Gorgon Chunked File Format
This page gives a detailed explanation of the Gorgon chunk file format.
A chunk file is a binary file format that breaks up parts of the data into logical groupings called chunks. These chunks are unsigned 64 bit integer values that represent an ID for the chunk, followed by an arbitrary amount of application specific binary data. The chunked file format is advantageous because it allows an application to read only the parts it cares about, discarding the rest. Through this we can achieve a simple form of versioning for the file format.
Because we can choose to skip or include chunks, we may also have optional chunk values. Meaning that if an object has a value that's not been set at runtime before serialization, we can choose not to write its chunk.
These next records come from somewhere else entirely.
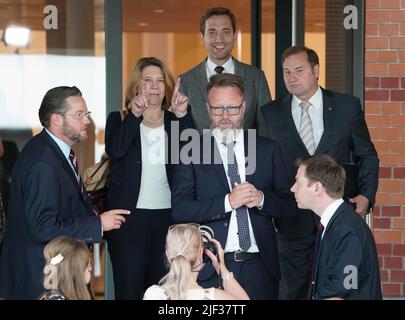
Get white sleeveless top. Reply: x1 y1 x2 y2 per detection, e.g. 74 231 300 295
136 123 171 209
143 285 215 300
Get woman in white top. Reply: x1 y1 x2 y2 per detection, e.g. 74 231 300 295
144 224 249 300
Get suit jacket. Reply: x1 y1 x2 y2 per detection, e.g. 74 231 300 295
105 111 194 212
315 202 382 300
0 130 102 299
172 132 294 280
259 89 379 239
180 59 271 133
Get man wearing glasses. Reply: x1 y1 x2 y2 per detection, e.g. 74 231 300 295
172 73 294 299
0 87 129 299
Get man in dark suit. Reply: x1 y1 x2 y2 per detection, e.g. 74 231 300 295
259 46 379 299
181 7 271 132
172 73 294 299
291 155 382 300
0 87 129 299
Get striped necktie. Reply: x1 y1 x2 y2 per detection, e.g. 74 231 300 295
226 143 251 251
299 101 315 156
69 149 84 195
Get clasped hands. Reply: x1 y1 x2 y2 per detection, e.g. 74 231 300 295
131 78 188 118
229 182 263 209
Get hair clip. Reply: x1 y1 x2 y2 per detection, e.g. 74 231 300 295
51 253 63 266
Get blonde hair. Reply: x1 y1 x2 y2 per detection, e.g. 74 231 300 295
44 236 91 300
159 224 202 300
125 57 175 110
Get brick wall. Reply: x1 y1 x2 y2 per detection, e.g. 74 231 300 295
365 0 405 298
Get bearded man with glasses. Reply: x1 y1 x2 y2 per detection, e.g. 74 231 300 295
0 86 129 299
172 73 294 299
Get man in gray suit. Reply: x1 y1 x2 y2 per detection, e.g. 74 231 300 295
180 7 271 132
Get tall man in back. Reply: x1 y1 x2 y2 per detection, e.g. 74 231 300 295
259 46 379 299
180 7 271 132
172 73 294 299
0 87 129 299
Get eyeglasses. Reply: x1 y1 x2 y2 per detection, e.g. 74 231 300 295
208 101 243 116
59 111 91 120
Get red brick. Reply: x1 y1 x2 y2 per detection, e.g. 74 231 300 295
365 37 386 49
366 0 381 10
389 63 405 77
380 77 400 88
390 90 405 101
393 218 405 230
394 168 405 179
379 154 401 166
365 63 388 76
380 270 389 282
381 0 401 9
391 270 405 282
379 179 401 193
366 23 378 36
378 23 399 36
365 11 392 22
380 128 400 140
392 115 405 128
384 257 403 268
377 243 392 256
366 114 391 128
381 206 401 217
373 218 391 229
392 10 405 22
389 141 405 156
364 77 380 89
364 50 378 63
392 243 405 257
382 283 401 297
378 167 392 179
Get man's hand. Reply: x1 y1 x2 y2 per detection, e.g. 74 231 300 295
100 209 131 231
229 182 261 209
170 78 188 118
130 82 149 118
349 194 370 216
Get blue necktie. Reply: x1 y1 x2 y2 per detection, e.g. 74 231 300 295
226 143 251 251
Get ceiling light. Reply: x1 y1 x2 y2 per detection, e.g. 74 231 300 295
1 26 30 48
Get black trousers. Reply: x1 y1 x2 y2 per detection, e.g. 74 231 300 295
106 209 174 300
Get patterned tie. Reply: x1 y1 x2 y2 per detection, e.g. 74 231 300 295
226 143 251 251
214 66 225 74
69 149 84 195
299 101 315 156
309 222 324 299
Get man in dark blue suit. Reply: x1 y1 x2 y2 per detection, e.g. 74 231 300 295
172 74 294 299
259 46 379 299
0 87 129 299
291 155 382 300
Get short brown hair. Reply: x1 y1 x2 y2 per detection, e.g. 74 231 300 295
296 155 346 199
125 57 174 110
200 7 236 34
281 46 319 67
207 73 245 96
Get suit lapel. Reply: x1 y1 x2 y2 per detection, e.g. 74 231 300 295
280 94 308 154
315 89 336 154
40 129 89 204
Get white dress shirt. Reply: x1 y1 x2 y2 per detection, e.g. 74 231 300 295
212 129 258 252
291 87 323 150
205 57 235 80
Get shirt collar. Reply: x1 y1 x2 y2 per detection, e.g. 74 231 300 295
207 57 235 76
45 128 71 159
321 198 343 230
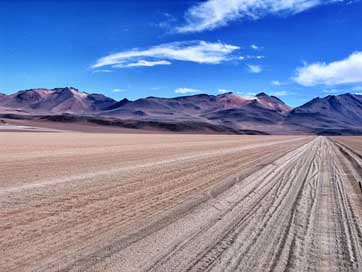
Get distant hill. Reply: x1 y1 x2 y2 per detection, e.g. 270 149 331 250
0 87 362 134
286 93 362 134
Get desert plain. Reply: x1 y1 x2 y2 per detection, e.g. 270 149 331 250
0 131 362 272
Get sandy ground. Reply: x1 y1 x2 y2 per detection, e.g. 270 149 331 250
0 132 362 271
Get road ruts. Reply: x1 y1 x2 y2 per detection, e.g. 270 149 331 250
87 137 362 272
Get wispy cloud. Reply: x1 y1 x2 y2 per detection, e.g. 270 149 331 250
113 60 171 68
175 88 201 94
271 91 290 96
91 41 240 69
92 69 112 73
271 80 282 86
176 0 344 33
238 55 265 60
294 52 362 86
247 64 263 74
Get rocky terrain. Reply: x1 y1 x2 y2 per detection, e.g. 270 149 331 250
0 87 362 135
0 132 362 272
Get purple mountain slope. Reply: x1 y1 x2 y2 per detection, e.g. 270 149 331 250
0 87 362 134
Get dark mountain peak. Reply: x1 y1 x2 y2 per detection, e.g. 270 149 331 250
256 92 269 97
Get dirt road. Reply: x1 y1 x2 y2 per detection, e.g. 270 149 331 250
0 134 362 271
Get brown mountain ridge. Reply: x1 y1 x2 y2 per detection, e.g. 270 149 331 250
0 87 362 134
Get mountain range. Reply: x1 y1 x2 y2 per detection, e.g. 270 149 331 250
0 87 362 135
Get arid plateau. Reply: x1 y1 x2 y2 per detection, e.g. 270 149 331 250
0 131 362 271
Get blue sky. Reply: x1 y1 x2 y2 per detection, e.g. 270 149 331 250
0 0 362 106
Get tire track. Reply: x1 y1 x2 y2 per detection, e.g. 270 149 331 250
89 137 362 271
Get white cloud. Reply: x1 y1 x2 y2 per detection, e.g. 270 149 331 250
294 52 362 86
113 60 171 68
239 55 265 60
250 44 260 50
91 41 240 69
92 69 112 73
112 89 125 93
248 64 263 74
175 88 201 94
176 0 343 33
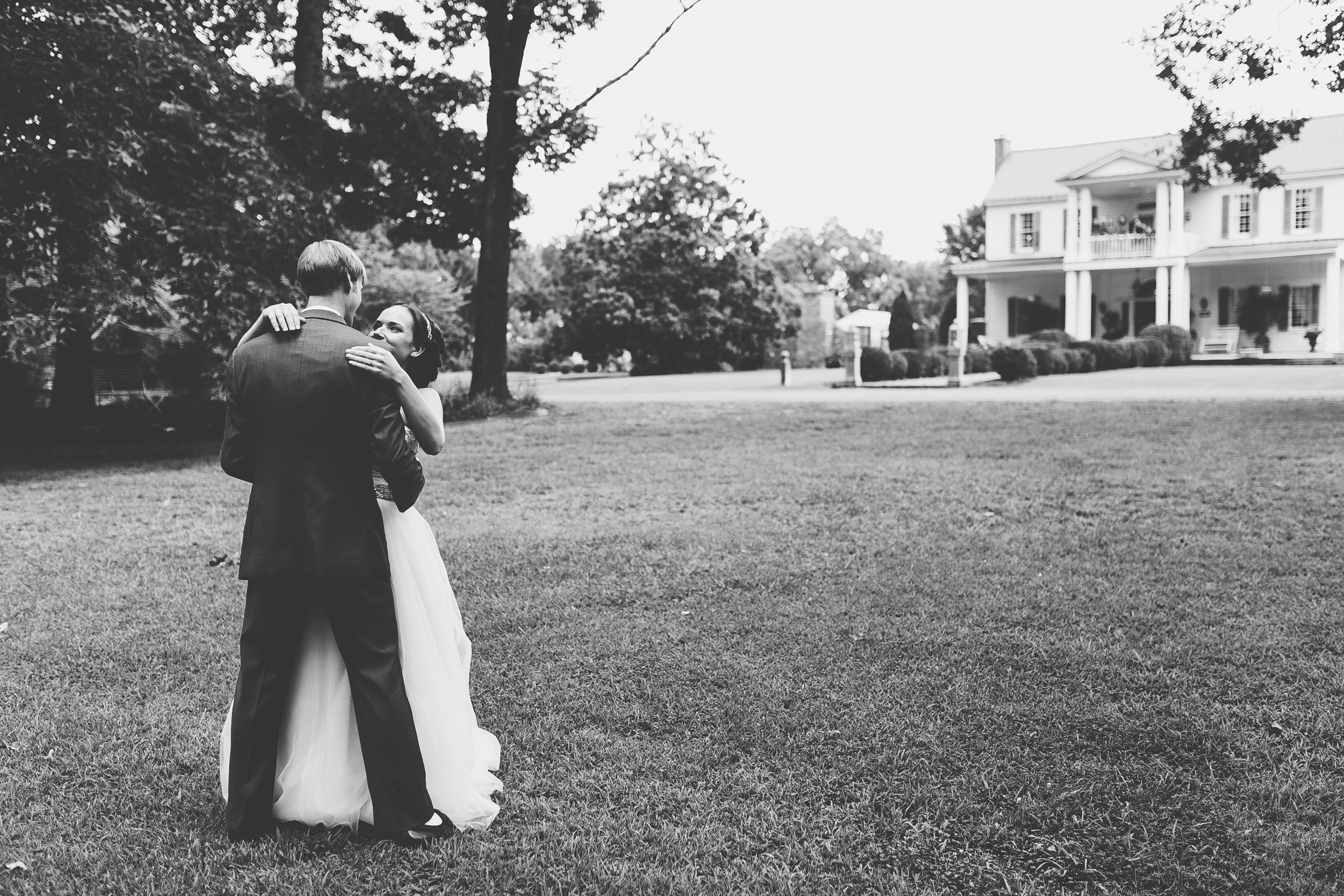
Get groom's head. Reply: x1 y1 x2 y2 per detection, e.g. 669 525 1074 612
298 239 364 321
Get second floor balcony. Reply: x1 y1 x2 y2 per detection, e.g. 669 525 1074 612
1089 234 1157 258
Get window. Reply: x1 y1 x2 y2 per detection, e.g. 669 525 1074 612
1022 211 1036 249
1232 194 1251 234
1293 188 1316 230
1288 286 1321 326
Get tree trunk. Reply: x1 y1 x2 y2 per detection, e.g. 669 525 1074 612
51 318 94 426
294 0 328 104
294 0 329 178
470 1 535 402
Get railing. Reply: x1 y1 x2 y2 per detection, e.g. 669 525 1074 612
1092 234 1157 258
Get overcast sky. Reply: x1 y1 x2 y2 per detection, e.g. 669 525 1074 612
519 0 1344 260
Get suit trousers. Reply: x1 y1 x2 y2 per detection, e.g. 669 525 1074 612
226 575 433 835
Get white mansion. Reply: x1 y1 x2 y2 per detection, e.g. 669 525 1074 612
953 116 1344 355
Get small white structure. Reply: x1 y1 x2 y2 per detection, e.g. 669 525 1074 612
834 308 891 348
946 116 1344 356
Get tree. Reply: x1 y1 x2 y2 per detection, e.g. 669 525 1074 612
441 0 700 400
560 125 797 372
766 217 942 322
0 0 328 422
938 205 985 345
1144 0 1344 189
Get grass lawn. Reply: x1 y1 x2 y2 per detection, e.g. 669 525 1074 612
0 400 1344 893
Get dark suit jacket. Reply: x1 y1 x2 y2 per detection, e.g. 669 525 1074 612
219 309 425 579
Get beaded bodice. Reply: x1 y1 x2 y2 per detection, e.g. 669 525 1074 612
374 426 420 501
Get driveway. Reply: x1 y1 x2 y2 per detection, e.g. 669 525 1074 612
533 364 1344 404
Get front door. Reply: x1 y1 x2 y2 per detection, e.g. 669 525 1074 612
1134 302 1157 336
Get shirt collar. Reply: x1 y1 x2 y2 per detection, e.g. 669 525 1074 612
300 306 348 326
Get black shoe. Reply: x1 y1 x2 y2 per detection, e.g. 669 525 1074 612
398 809 457 847
229 825 275 844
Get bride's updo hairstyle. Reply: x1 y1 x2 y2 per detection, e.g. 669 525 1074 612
391 302 448 388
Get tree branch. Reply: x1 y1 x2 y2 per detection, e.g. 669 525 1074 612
531 0 700 140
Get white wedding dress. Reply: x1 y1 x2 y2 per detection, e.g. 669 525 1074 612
219 430 503 829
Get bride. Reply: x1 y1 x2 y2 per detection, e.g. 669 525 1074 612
219 305 503 829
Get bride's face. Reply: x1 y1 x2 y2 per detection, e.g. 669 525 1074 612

When deserialzing this data back into an object, we can check for the existence of this chunk and if it is there, read the data, or if not, move on to the next item.
File layout
The following is a detailed breakdown of the Gorgon chunk file format.
File header
Name | Data Type | Expected Value | Size | Description |
---|---|---|---|---|
File header ID | UInt64 |
GCFF + [4 bytes for version] (0xvvvvvvvv46464347) |
8 bytes | This is the header ID for the file format. The 8 bytes compose an ASCII string indicating the header ID. The first 4 bytes make up the ID string 'GCFF', while the last 4 bytes indicate the file format version. This version number is formatted as such: 0100 - Version 1.0, 0101 - Version 1.1, 0203 - Version 2.3, etc... |
Application specific ID | UInt64 |
Implementation Specific | 8 bytes | This is an application defined file header ID for the data stored within this file. It is up to the application implementing the file format to define the value here. Applications can use the ChunkID(String) method to build this ID value. |
File size | UInt64 |
N/A | 8 bytes | This is the total size of the file, in bytes. |
Chunk table offset | UInt64 |
N/A | 8 bytes | This is an offset, in bytes, into the chunk file where the chunk descriptors are stored. This is typically at the end of the file, after all the chunk data. This value is relative to the beginning of the file. |
Chunks
Following the header is a series of chunk values. Each chunk will begin with an application specific UInt64
chunk ID. The size of a chunk will vary depending on the data stored within the chunk. These IDs are not unique. That is, a chunk may appear more than once in the file.
A chunk is an application specific set of binary data that represents a serialized object. The file may contain many chunks, all of which are catalogued in the chunk file table at the end of the file.
Chunk Table
The chunk table is a special chunk with a signature of CHUNKTBL (0x4C42544B4E554843)
. It contains a list of all the chunks
available in the file as individual chunk descriptors. This chunk is located at the offset specified by the Chunk table offset in the file header, typically this is at the end of the file.
Important
This chunk ID is unique, no other chunk must have the same ID as the chunk table. Gorgon will enforce this by throwing an exception if an attempt to use this chunk ID is attempted.
Chunk Table Layout
Name | Data Type | Size | Description |
---|---|---|---|
Chunk Count | Int32 |
4 bytes | This is the number of chunk entries in the file. |
Chunk Descriptor
Name | Data Type | Size | Description |
---|---|---|---|
ID | UInt64 |
8 bytes | This is the ID for the chunk. |
Size | Int32 |
4 bytes | This is the size of the chunk, in bytes. |
Offset | Int64 |
8 bytes | This is the offset to the location of the chunk within the chunk file, in bytes. The offset is relative to the end of the header. |